広さは本来、快適さの象徴だったはずです。しかしセカンドライフにおいては、逆に住みづらさに置き換わってしまう。そのため、広いほうがいいとも、狭いほうがいいとも言い切れない。無理なく動けて、きちんと手が回り、変化にも対応できること。そのバランスの中に、「ちょうどいい広さ」があるのだと思います。
我が家に必要なのは10畳分の空間
我が家の場合「35m²〜40m²」が、無理なく暮らし続けられる現実的な広さだという結論にたどり着きました。リタイア済みの60代の夫と、在宅で仕事をする50代の妻。荷物は少なめで、12キロの中型犬が1匹。結婚10年で5回の引っ越しを経験する中でわかったのは、広すぎても狭すぎても負担が出てくるということ。

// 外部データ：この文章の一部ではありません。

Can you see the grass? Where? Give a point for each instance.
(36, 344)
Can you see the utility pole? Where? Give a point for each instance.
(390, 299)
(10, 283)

85m²・4LDKは明らかに持て余し、50m²・1ルームはゆとりはあるものの、空間が広いぶん冷暖房効率が悪く、夏は暑すぎて冬は寒すぎる。30m²は居室こそ快適でしたが、水回りの使い勝手に難がありました。そして現在の25m²は、暮らせなくはないものの、長く住むには窮屈です。
特に実感しているのが、「床に布団を敷く生活の限界」です。いまは問題なくても、上げ下ろしの動作は年齢とともに確実に負担になっていきます。ソファはなくても困りませんが、それぞれにベッドがあることは、これからの暮らしにおいて欠かせない要素だと感じています。あとは、食事も仕事も兼ねられる、大きめのテーブルが1つあれば十分です。